Вот почему я беру эпиграфом к этой лекции предсмертные слова Сен-Симона, сказанные им своему ученику Родриго: «Помните, мой друг, что только воодушевленный человек может совершать великие дела».

Наивности? Наивности. Но это — грани души и ступени жизни за которыми следовали новые ступени и новые грани формирующейся личности.

Не могу не отметить и еще одну ступень в моей служебной и в то же время, конечно, жизненной лестнице того времени.

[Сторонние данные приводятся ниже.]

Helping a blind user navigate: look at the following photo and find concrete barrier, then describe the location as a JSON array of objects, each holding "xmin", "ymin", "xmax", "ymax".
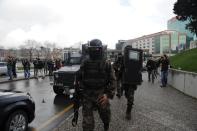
[{"xmin": 168, "ymin": 69, "xmax": 197, "ymax": 99}]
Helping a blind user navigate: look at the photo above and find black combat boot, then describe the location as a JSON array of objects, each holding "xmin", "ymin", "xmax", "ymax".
[
  {"xmin": 126, "ymin": 106, "xmax": 132, "ymax": 120},
  {"xmin": 104, "ymin": 123, "xmax": 109, "ymax": 131},
  {"xmin": 116, "ymin": 93, "xmax": 121, "ymax": 99}
]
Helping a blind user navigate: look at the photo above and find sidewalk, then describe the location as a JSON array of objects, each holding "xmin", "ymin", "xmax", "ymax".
[
  {"xmin": 0, "ymin": 71, "xmax": 34, "ymax": 84},
  {"xmin": 53, "ymin": 73, "xmax": 197, "ymax": 131}
]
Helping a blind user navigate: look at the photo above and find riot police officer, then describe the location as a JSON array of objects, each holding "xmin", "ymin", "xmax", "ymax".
[
  {"xmin": 120, "ymin": 46, "xmax": 143, "ymax": 120},
  {"xmin": 75, "ymin": 39, "xmax": 115, "ymax": 131}
]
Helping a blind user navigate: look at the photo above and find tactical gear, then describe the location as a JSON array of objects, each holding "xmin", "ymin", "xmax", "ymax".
[
  {"xmin": 126, "ymin": 105, "xmax": 132, "ymax": 120},
  {"xmin": 82, "ymin": 60, "xmax": 109, "ymax": 89},
  {"xmin": 74, "ymin": 40, "xmax": 115, "ymax": 131},
  {"xmin": 89, "ymin": 39, "xmax": 102, "ymax": 47},
  {"xmin": 122, "ymin": 46, "xmax": 143, "ymax": 85},
  {"xmin": 88, "ymin": 39, "xmax": 103, "ymax": 60},
  {"xmin": 104, "ymin": 123, "xmax": 109, "ymax": 131},
  {"xmin": 126, "ymin": 111, "xmax": 131, "ymax": 120}
]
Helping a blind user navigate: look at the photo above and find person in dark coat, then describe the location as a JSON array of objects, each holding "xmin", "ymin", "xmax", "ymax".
[
  {"xmin": 22, "ymin": 59, "xmax": 31, "ymax": 79},
  {"xmin": 159, "ymin": 54, "xmax": 170, "ymax": 87},
  {"xmin": 146, "ymin": 58, "xmax": 156, "ymax": 83},
  {"xmin": 113, "ymin": 53, "xmax": 123, "ymax": 98},
  {"xmin": 7, "ymin": 56, "xmax": 13, "ymax": 80},
  {"xmin": 33, "ymin": 58, "xmax": 38, "ymax": 78},
  {"xmin": 12, "ymin": 57, "xmax": 17, "ymax": 78}
]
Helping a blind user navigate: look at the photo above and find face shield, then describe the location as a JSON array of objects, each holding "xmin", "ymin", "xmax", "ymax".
[{"xmin": 88, "ymin": 46, "xmax": 103, "ymax": 60}]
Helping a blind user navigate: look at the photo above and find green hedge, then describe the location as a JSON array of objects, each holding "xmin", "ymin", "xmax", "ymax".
[{"xmin": 170, "ymin": 48, "xmax": 197, "ymax": 73}]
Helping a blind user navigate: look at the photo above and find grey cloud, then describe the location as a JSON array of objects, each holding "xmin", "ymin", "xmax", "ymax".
[{"xmin": 0, "ymin": 0, "xmax": 61, "ymax": 42}]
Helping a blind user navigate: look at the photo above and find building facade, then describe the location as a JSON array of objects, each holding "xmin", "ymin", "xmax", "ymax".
[
  {"xmin": 126, "ymin": 30, "xmax": 187, "ymax": 55},
  {"xmin": 167, "ymin": 17, "xmax": 194, "ymax": 38},
  {"xmin": 115, "ymin": 40, "xmax": 127, "ymax": 51},
  {"xmin": 190, "ymin": 40, "xmax": 197, "ymax": 49},
  {"xmin": 167, "ymin": 17, "xmax": 194, "ymax": 48}
]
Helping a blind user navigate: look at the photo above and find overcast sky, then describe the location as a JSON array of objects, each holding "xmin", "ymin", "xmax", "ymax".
[{"xmin": 0, "ymin": 0, "xmax": 177, "ymax": 49}]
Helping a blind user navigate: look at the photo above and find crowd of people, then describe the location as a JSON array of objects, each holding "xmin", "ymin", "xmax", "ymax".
[
  {"xmin": 5, "ymin": 56, "xmax": 63, "ymax": 80},
  {"xmin": 4, "ymin": 39, "xmax": 171, "ymax": 131},
  {"xmin": 145, "ymin": 54, "xmax": 170, "ymax": 87}
]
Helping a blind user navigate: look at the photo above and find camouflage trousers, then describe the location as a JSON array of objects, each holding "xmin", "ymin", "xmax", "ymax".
[
  {"xmin": 116, "ymin": 79, "xmax": 123, "ymax": 96},
  {"xmin": 123, "ymin": 84, "xmax": 137, "ymax": 107},
  {"xmin": 82, "ymin": 95, "xmax": 111, "ymax": 131}
]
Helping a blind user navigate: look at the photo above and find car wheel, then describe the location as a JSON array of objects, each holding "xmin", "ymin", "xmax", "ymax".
[
  {"xmin": 53, "ymin": 86, "xmax": 64, "ymax": 95},
  {"xmin": 5, "ymin": 110, "xmax": 28, "ymax": 131}
]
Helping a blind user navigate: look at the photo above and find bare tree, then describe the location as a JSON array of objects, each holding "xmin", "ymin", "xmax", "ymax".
[{"xmin": 19, "ymin": 39, "xmax": 40, "ymax": 61}]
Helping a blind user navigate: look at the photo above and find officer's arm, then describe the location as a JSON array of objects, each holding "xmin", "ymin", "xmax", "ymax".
[{"xmin": 76, "ymin": 62, "xmax": 84, "ymax": 83}]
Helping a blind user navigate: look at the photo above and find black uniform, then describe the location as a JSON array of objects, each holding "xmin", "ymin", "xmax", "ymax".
[
  {"xmin": 146, "ymin": 59, "xmax": 156, "ymax": 82},
  {"xmin": 120, "ymin": 46, "xmax": 143, "ymax": 120}
]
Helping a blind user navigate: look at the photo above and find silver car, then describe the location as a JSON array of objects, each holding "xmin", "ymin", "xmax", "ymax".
[{"xmin": 0, "ymin": 62, "xmax": 7, "ymax": 75}]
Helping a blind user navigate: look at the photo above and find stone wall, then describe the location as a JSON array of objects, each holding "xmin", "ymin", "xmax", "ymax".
[{"xmin": 168, "ymin": 69, "xmax": 197, "ymax": 98}]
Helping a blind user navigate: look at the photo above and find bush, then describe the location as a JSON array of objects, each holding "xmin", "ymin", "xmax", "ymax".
[{"xmin": 170, "ymin": 48, "xmax": 197, "ymax": 73}]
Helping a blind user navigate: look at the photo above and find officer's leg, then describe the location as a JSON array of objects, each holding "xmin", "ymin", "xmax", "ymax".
[
  {"xmin": 116, "ymin": 79, "xmax": 121, "ymax": 98},
  {"xmin": 161, "ymin": 71, "xmax": 165, "ymax": 87},
  {"xmin": 98, "ymin": 102, "xmax": 111, "ymax": 131},
  {"xmin": 148, "ymin": 71, "xmax": 151, "ymax": 82},
  {"xmin": 164, "ymin": 71, "xmax": 168, "ymax": 87},
  {"xmin": 124, "ymin": 85, "xmax": 136, "ymax": 120},
  {"xmin": 82, "ymin": 99, "xmax": 94, "ymax": 131}
]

В Медыни образовался новый «комиссариат» — Финансовый отдел, совершенно самостоятельный и независимый. Выделился он из нашего совнархоза, и я назначен туда секретарем и даже, почему-то, членом коллегии.

Правда, коллегия эта ни разу не собиралась и разбираться в финансах я так и не научился, но этот этап жизни мне все-таки тоже кое-что дал.

Интересно было понаблюдать за психологией человека, попавшего к власти. Заведующим этим отделом назначен бывший заведующий подотделом тоже нашего совнархоза Перфильев, личность незаметная и даже неказистая: оттопыренная, почти висящая, как у старой лошади, нижняя губа, хмурый и недовольный, точно обиженный на весь мир, взгляд — все это составляло общее неприятное внешнее впечатление.

Но как он сразу переменился, получив новое назначение! Из стоявшего рядом дома купца Журавлева, из которого мы, его подчиненные, перенесли все, что ему нравилось, он обставил роскошно свой кабинет, входить разрешал только мне или с моего доклада; властное отношение ко всем, грубое — к сторожу и посетителям-мужикам.